Notre voisin, un bon voisin, ce qui devient rare ! s’appelait Mïus de la Celeste, les gens ayant la coutume chez nous de donner à l’homme le nom de sa compagne quand celle-ci est maîtresse-femme et se distingue en bien ou en mal par quelque chose de peu ordinaire. Hélas ! depuis longtemps la Celeste dormait le long de l’église, et le vieux Mïus, malgré son grand âge, persistait à vivre seul dans un bien qu’il possédait au quartier des Hubacs, loin de la ville.

Pas très gai, le quartier des Hubacs : supportable à peine au printemps, avec ses rangées d’amandiers fleuris et blancs au milieu des blés qui verdoient, mais déplorablement désolé quand, une fois les récoltes enlevées, il ne reste plus entre les chaumes, sous les amandiers recroquevillés, que la terre sèche et poudreuse où luisent des fragments de silex noir.

La bastide du vieux Mïus n’en paraissait que plus galante par contraste, et l’on aurait dit que toute l’humide fraîcheur de ce maussade revers de montagne s’était écoulée, ramassée au creux de son vallon. Un modeste vallon, d’ailleurs : d’abord simple déchirure de marne bleue, lavine bientôt élargie et devenue propre aux cultures, mais tout de suite coupée en travers par le lit pierreux d’un torrent. Seulement, de la lavine au torrent, tenait, en tout petit et comme résumé, un véritable domaine. Là-haut, ressource précieuse pour le chauffage et les fumiers, un bosquet de chênes jetait son ombre ; au-dessous, le coteau produisait, bon an mal an, trois ou quatre airées ; quelques pieds d’oliviers, un peu de vigne ; et, dans le fond, la bande verte d’un excellent pré.

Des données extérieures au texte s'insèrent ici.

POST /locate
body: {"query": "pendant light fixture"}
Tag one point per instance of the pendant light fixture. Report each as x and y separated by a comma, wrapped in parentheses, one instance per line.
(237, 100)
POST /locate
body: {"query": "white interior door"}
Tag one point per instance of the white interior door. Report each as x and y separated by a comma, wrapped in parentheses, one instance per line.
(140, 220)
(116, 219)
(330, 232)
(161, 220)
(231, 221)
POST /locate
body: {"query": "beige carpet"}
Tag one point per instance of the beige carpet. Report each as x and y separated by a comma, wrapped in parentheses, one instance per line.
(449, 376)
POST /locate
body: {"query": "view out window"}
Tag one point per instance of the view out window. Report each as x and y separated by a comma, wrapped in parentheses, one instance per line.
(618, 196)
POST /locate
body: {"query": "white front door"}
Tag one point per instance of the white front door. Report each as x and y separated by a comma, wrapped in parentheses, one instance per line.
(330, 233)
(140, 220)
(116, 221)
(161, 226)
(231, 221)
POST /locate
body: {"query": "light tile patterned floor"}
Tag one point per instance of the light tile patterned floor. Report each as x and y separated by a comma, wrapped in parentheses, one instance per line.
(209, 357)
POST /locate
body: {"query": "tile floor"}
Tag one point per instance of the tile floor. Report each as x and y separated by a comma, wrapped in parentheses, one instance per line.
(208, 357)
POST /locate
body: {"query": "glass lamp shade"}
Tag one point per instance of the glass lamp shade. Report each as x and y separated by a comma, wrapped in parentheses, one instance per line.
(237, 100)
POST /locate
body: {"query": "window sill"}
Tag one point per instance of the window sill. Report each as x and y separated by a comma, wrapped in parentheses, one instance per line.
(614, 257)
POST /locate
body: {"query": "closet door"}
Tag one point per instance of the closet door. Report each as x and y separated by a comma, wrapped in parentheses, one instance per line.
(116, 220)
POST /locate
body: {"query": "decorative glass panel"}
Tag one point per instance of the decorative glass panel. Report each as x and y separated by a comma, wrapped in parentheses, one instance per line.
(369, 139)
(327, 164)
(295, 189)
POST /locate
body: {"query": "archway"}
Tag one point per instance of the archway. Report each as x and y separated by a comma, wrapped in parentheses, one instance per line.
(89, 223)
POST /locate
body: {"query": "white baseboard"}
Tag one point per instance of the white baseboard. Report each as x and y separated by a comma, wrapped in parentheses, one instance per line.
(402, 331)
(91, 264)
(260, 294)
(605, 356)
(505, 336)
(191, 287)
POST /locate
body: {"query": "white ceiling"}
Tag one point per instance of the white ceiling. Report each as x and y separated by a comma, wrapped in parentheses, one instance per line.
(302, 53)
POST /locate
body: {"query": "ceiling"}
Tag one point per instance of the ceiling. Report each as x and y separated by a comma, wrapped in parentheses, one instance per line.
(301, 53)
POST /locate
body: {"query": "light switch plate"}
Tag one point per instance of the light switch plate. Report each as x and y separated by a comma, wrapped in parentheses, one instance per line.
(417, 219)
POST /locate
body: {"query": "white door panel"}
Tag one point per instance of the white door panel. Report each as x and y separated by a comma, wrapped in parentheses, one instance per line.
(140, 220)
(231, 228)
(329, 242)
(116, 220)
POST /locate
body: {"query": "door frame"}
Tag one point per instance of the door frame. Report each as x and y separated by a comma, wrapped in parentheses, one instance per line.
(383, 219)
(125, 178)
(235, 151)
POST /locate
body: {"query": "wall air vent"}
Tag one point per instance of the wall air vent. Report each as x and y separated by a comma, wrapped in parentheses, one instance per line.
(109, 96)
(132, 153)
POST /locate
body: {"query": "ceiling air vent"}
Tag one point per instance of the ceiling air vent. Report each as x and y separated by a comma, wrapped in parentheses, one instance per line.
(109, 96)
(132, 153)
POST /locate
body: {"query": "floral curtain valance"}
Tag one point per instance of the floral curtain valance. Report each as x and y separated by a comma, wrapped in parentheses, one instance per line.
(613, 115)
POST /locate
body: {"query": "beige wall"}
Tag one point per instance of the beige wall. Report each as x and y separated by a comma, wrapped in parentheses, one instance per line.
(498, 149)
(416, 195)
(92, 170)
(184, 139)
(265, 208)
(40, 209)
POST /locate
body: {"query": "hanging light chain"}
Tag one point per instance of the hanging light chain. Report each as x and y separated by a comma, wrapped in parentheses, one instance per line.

Le tout acquis autrefois très bon marché, « pour un morceau de pain », disait le vieux Mïus qui, sur le conseil d’un avocat, son camarade de chasse, avait enlevé les Hubacs aux enchères et sans concurrence, en 1851, immédiatement après l’essai de résistance au coup d’État, alors que les prisons étaient pleines et que les gens traqués songeaient à autre chose qu’à s’arrondir.

Ajoutons que les Hubacs dataient de la Restauration. Un enfant du pays, parti simple soldat et revenu des champs de bataille de l’Empire avec les épaulettes de gros-major, s’était plu à embellir cette seigneurie en miniature d’après un idéal et des souvenirs sans doute rapportés d’Italie. Il en avait fait une villa comme on en voit autour de Gènes. De là, sur les murs, ces noms de victoires et de pays lointains, encadrant des fresques effacées ; de là ce balcon en terrasse dont les six piliers de grès rouge portaient les sarments tordus d’une treille, et ce jardin planté de rosiers embroussaillés au milieu d’une enceinte de cyprès, de lauriers et de grenadiers. Je n’affirmerais pas que le vieux Mïus y fût sensible, mais, dans leur abandon paysan, les Hubacs, il y a quelques années, conservaient encore je ne sais quoi de poétiquement virgilien.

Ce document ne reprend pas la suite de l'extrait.